This script is used to convert an EPUB/HTML file or any web page with article/section into speech using Azure's Text-to-Speech (TTS) service. After taking input it converts the input to HTML and then turns the HTML's text into speech using Microsoft Azure Cognitive Services. The script requires SPEECH_KEY and SPEECH_REGION environment variables to be set with a valid Azure subscription key and region respectively.
After the input is converted into HTML, the HTML is divided into multiple ssml string (XML) (referred as Index
). Each ssml string contains headings or paragraphs, which are referred to as tokens
.
The HTML page is split into ssml strings either by headings or by specified number of tokens (default 1).
Open your epub/html in your favourite reader, and start reading pages by pages, accompanied by audio :).
- Azure subscription - Create one for free
- Create a Speech resource in the Azure portal.
- Get the Speech resource key and region. After your Speech resource is deployed, select Go to resource to view and manage keys. For more information about Cognitive Services resources, see Get the keys for your resource.
Currently, the project uses en-US-AriaNeural
voice and narration-professional
style, which is good for reading books.
The prosody rate is set to +20%. (Speed). All these constants should be converted to variables and used in argparse.
Remove ads and side contents from HTML pages
- Python 3.6 or above
- azure.cognitiveservices.speech
- ebooklib
- beautifulsoup4
- requests-html
python read-epub.py EPUB_OR_HTML_FILE --item-page ITEM_PAGE
- epub-or-html-file: Optional. Path to the EPUB/HTML file to convert to speech.
The page of the epub file to read can be configured by item-page argument. Note, each epub files is divided into multiple pages, which includes Preface, Acknowledgements, Front Cover etc. So, If you want to read from Chapter 1 of the epub file, you need to find the appropriate page by trial and error.
- item-page: Optional. Index of the page in the epub file to convert to speech. (not required in case of webpage/HTML)
How the HTML is broken into SSML strings can be configured by num-tokens argument
- num-tokens: Optional. The number of tokens each SSML string should contain. Default 1.
The place from where the speech should start can be configured by start-index argument
- start-index: Optional. the index of the SSML string from which the speech should start.
Tokens are the smallest unit, and a single SSML string can contain one or more tokens. By properly utilizing num-token and start-index, the project can accurately generate speech output from the HTML page's multiple SSML string and their contained tokens.

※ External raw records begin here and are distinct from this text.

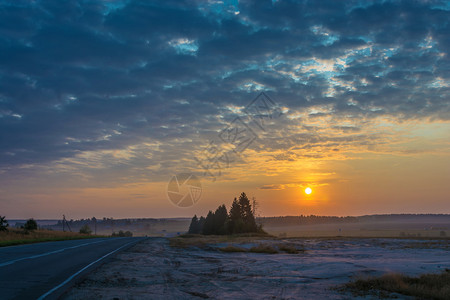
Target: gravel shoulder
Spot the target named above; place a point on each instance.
(153, 269)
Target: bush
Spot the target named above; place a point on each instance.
(85, 229)
(31, 224)
(3, 224)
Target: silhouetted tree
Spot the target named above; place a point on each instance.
(220, 219)
(85, 229)
(3, 224)
(31, 224)
(208, 227)
(201, 224)
(239, 220)
(194, 228)
(247, 214)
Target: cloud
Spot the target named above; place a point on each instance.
(81, 81)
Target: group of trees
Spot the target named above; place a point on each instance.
(240, 219)
(3, 224)
(31, 224)
(121, 233)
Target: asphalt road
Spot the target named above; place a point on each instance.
(45, 270)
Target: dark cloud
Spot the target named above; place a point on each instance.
(77, 76)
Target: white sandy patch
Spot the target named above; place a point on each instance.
(154, 270)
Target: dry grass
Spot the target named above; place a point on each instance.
(263, 248)
(426, 286)
(232, 248)
(20, 236)
(289, 248)
(198, 240)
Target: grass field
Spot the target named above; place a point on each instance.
(20, 236)
(425, 286)
(198, 240)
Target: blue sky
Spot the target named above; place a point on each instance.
(98, 95)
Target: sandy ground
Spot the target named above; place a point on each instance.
(154, 270)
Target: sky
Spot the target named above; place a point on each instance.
(102, 103)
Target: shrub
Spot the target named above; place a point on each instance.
(85, 229)
(31, 224)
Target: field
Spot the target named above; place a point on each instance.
(260, 268)
(19, 236)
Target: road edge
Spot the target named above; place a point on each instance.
(60, 290)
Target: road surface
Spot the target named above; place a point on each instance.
(44, 270)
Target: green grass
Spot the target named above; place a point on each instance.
(232, 248)
(19, 237)
(198, 240)
(289, 248)
(426, 286)
(263, 248)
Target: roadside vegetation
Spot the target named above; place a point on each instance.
(426, 286)
(30, 233)
(240, 219)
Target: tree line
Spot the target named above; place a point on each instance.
(240, 219)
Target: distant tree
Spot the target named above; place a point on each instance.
(235, 223)
(247, 214)
(240, 219)
(194, 227)
(121, 233)
(201, 224)
(3, 224)
(85, 229)
(208, 227)
(220, 219)
(31, 224)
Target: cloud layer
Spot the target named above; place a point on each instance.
(138, 86)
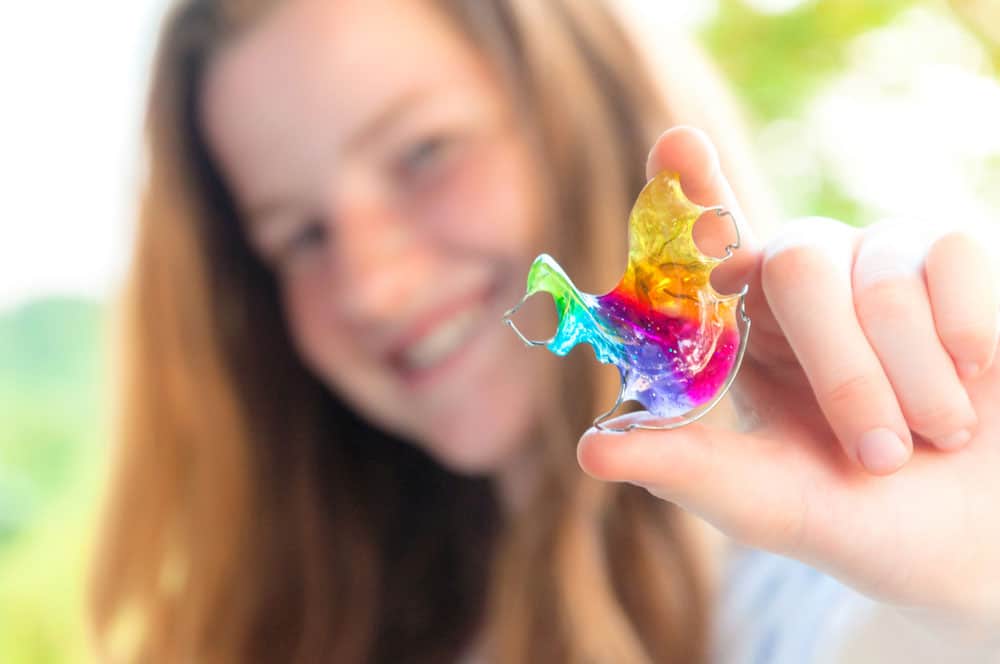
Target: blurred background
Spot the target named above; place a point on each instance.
(859, 110)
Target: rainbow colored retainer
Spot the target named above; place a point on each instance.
(676, 341)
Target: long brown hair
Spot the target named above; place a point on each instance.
(254, 517)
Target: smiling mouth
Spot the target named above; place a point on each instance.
(444, 341)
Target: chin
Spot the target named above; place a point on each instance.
(475, 448)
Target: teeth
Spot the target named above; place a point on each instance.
(443, 340)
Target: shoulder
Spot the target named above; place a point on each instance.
(777, 610)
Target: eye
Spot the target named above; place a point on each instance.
(423, 158)
(308, 238)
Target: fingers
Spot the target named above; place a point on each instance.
(715, 474)
(806, 277)
(892, 304)
(964, 301)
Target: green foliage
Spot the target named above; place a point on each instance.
(777, 63)
(51, 393)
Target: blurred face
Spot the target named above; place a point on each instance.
(381, 174)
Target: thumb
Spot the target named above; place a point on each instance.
(746, 484)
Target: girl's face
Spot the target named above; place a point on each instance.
(381, 173)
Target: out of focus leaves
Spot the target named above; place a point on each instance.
(778, 62)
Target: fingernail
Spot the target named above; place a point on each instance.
(968, 370)
(881, 451)
(955, 440)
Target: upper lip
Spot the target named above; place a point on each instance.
(425, 323)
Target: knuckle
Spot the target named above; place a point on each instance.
(936, 418)
(854, 388)
(966, 336)
(790, 266)
(886, 299)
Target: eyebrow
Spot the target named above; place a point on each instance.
(370, 129)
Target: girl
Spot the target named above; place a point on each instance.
(333, 451)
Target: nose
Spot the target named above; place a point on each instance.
(382, 263)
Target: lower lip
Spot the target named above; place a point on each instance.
(425, 377)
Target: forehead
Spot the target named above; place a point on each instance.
(312, 73)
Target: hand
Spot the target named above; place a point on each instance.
(869, 403)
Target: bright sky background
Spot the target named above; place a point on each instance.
(73, 76)
(910, 129)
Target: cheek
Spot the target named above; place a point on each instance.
(493, 203)
(322, 345)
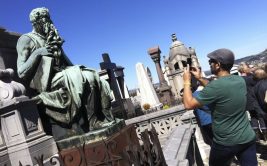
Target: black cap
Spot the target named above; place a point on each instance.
(223, 55)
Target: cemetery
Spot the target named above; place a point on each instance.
(54, 112)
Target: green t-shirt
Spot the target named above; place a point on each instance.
(226, 98)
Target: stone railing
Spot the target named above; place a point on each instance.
(164, 121)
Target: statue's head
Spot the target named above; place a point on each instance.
(40, 19)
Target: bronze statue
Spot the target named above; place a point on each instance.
(74, 98)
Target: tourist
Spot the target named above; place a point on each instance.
(226, 97)
(204, 119)
(250, 80)
(260, 104)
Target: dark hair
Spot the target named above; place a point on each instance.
(226, 67)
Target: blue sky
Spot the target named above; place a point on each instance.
(127, 28)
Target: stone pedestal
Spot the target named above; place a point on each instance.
(23, 132)
(107, 151)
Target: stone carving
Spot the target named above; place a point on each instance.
(74, 98)
(9, 88)
(21, 128)
(147, 91)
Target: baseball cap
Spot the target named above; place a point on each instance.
(223, 55)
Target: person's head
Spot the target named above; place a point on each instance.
(244, 68)
(221, 60)
(40, 19)
(259, 74)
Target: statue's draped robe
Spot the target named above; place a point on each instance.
(74, 89)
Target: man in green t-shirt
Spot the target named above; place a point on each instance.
(226, 96)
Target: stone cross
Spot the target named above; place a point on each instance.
(110, 67)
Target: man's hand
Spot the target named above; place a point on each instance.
(187, 74)
(197, 73)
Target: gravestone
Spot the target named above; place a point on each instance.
(165, 93)
(122, 104)
(147, 91)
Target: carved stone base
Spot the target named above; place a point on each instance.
(107, 151)
(23, 133)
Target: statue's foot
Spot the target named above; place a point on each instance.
(37, 100)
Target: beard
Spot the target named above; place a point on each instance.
(43, 28)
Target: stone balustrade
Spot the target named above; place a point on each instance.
(164, 121)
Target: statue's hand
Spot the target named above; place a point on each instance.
(44, 51)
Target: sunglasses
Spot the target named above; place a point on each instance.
(212, 61)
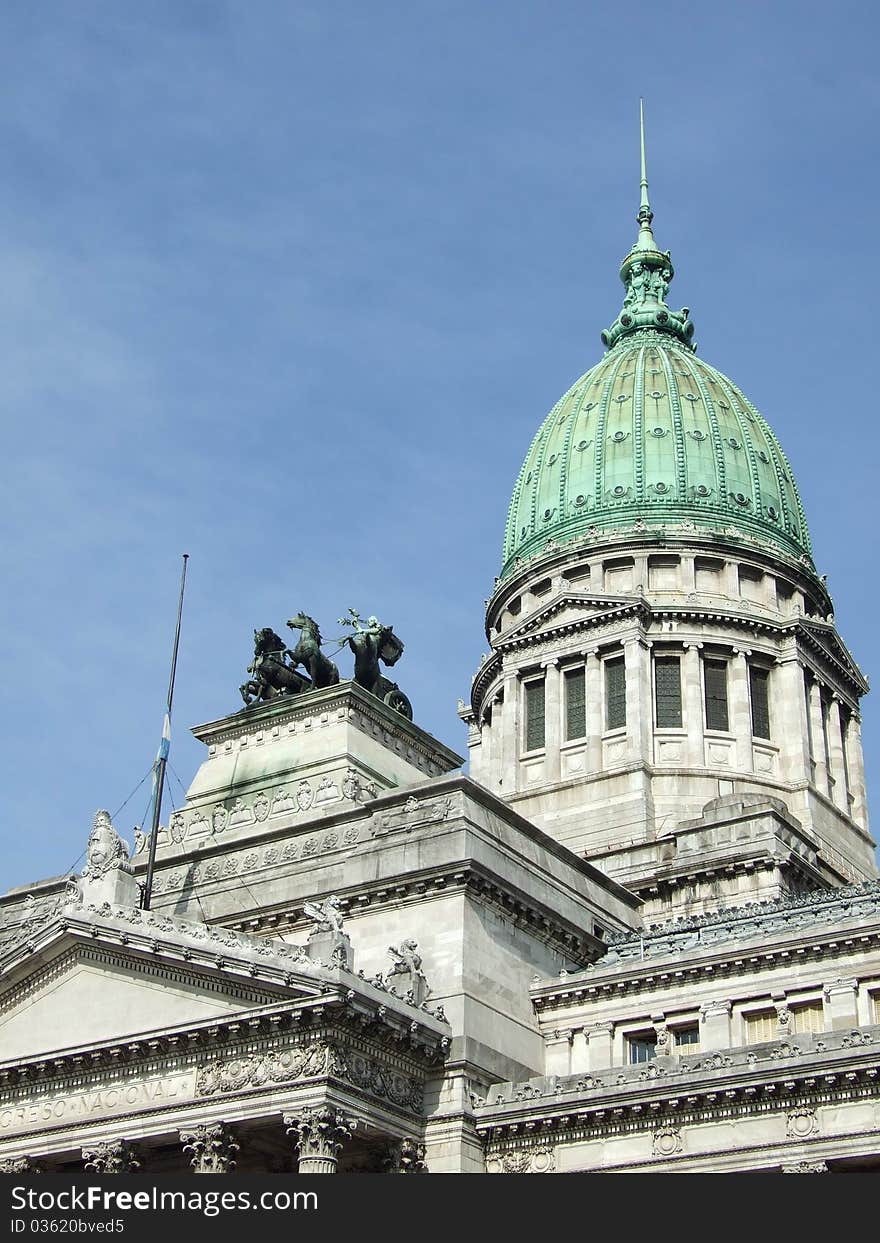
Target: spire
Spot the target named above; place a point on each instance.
(645, 214)
(646, 272)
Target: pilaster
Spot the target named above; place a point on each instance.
(593, 696)
(692, 702)
(741, 710)
(715, 1024)
(211, 1147)
(318, 1135)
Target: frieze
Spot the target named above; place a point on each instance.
(254, 858)
(95, 1103)
(526, 1160)
(751, 919)
(310, 1062)
(412, 814)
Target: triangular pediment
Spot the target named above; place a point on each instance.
(571, 609)
(822, 637)
(85, 980)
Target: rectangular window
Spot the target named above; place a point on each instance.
(615, 694)
(761, 1027)
(808, 1018)
(758, 683)
(640, 1048)
(535, 715)
(668, 691)
(576, 704)
(715, 678)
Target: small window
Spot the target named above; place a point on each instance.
(615, 694)
(576, 704)
(535, 715)
(808, 1018)
(715, 676)
(758, 683)
(761, 1027)
(668, 690)
(640, 1048)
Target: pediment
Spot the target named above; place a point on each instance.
(88, 980)
(569, 609)
(823, 637)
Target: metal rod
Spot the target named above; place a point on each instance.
(164, 746)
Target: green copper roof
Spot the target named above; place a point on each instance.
(653, 436)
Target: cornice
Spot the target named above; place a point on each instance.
(694, 1089)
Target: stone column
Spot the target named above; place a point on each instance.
(558, 1053)
(788, 685)
(405, 1156)
(715, 1024)
(318, 1134)
(842, 1003)
(637, 663)
(740, 710)
(599, 1045)
(691, 676)
(837, 756)
(818, 737)
(552, 719)
(508, 770)
(730, 579)
(111, 1156)
(213, 1147)
(855, 762)
(594, 722)
(687, 574)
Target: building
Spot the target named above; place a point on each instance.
(643, 934)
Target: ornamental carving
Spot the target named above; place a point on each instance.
(310, 1062)
(666, 1141)
(213, 1147)
(106, 850)
(320, 1134)
(523, 1161)
(287, 1065)
(112, 1156)
(19, 1165)
(802, 1123)
(405, 1156)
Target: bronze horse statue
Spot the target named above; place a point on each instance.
(307, 651)
(272, 673)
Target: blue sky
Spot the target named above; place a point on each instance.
(290, 287)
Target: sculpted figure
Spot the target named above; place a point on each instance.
(327, 915)
(407, 971)
(307, 651)
(272, 670)
(373, 643)
(106, 849)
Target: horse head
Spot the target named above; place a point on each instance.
(302, 622)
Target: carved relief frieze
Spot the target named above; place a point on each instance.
(298, 1063)
(537, 1160)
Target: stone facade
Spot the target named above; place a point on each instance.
(641, 935)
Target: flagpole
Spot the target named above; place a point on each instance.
(162, 755)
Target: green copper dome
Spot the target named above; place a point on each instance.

Press space to skip the current index audio anytime, Press q to stop program, Press b to play previous index, Press r to restart playing current index, Press p to play/pause
This script uses two environment variables SPEECH_KEY
and SPEECH_REGION
to access the Azure Cognitive Services. Please set these variables to valid Azure subscription key and region respectively.
export SPEECH_KEY=<your_subscription_key>
export SPEECH_REGION=<your_subscription_region>
export SPEECH_KEY=<your_subscription_key>
export SPEECH_REGION=<your_subscription_region>
python3 -m venv .
source bin/activate
pip install -r requirements.txt
python3 read-epub.py Alices\ Adventures\ in\ Wonderland.epub --item-page 0 --start-index 0
python3 read-epub.py "https://www.artofliving.org/in-en/meditation/meditation-for-you/meditation-and-insomnia"
This script uses Azure's Text-to-Speech service for converting text into speech.